Blogging about technology and randomness since 2002

De-Google-ifying, part II

Google servicesLast year, in the fallout following Google’s announcement that it was killing off Reader, I decided to make an effort to reduce my dependency on Google services. The thinking behind it was essentially ‘if Google can kill off Reader, what else will they get rid of?’

Whilst I did delete all of the Google apps off my phone, barring YouTube, within a few weeks they were all back and I was basically back to where I was originally – reliant on many of the services Google offers for free.

But recently I have managed to cut back on my Google dependency.

Contacts – iCloud

I used to use Google Contacts to keep my address book in sync between my various devices – iPhone, Mac, and Windows desktop at work. Originally I used Thunderbird at work which had a couple of  unofficial extensions that synchronised the address book with Google, and my Mac and iPhone both natively supported contact sync.

And then we moved to Office 365, at which point Thunderbird just wasn’t up to the job. So I now use Outlook 2010 like everyone else, and there’s no easy way of linking Google Contacts. iCloud, on the other hand, works fine with Outlook and my Apple devices (obviously) so I successfully migrated a few months ago.

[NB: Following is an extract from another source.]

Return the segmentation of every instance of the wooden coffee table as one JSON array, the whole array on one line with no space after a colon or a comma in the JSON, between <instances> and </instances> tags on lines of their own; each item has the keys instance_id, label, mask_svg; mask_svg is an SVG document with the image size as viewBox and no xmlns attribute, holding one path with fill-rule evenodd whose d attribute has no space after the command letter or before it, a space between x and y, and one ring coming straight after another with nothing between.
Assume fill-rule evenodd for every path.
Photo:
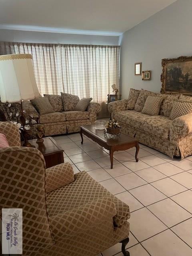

Mobile web browser – Safari

In April last year, when iOS 6 was the latest and greatest, Google Chrome was significantly better than Safari, in my opinion. However the improvements to Safari in iOS 7 and 8 have made them broadly equal in my view and so I’ve removed Google Chrome from my iPhone and iPad. Having just one web browser makes things a little easier to work with and third-party web browsers have always been second-class citizens on iOS. Plus, 1Password integrates with Safari through an app extension, which saves me having to open, close, copy and paste to retrieve passwords.

Two-factor authentication – Authy

Google Authenticator is probably the most well-known app for managing two-factor authentication codes, and indeed it was about the only one available for a long time. Now, there’s Authy, which has a few key advantages. Firstly it’s a universal app that can be installed on both iPhones and iPads, and secondly these can be kept in sync. So if I have my iPad to hand, I can use Authy on that to enter codes on my phone, rather than having to switch between apps. There are also a couple of web sites – namely Humble Bundle and Coinbase – which require Authy rather than Google Authenticator, and Authy can do everything that Google’s app can do anyway. So rather than have both, I’ve moved everything into Authy.

As for everything else, I’m still mostly using Google services. I don’t yet trust Apple Maps enough to use instead of Google Maps, even though it has improved since launch. My calendar is still in Google Calendar despite its woeful support in Outlook, because it allows Christine and I to view each others’ events. The results I get from searching with Google are better than Bing or Yahoo!. So whilst I don’t think I could ever completely give up Google, I’m pleased that I’ve been able to find better solutions elsewhere.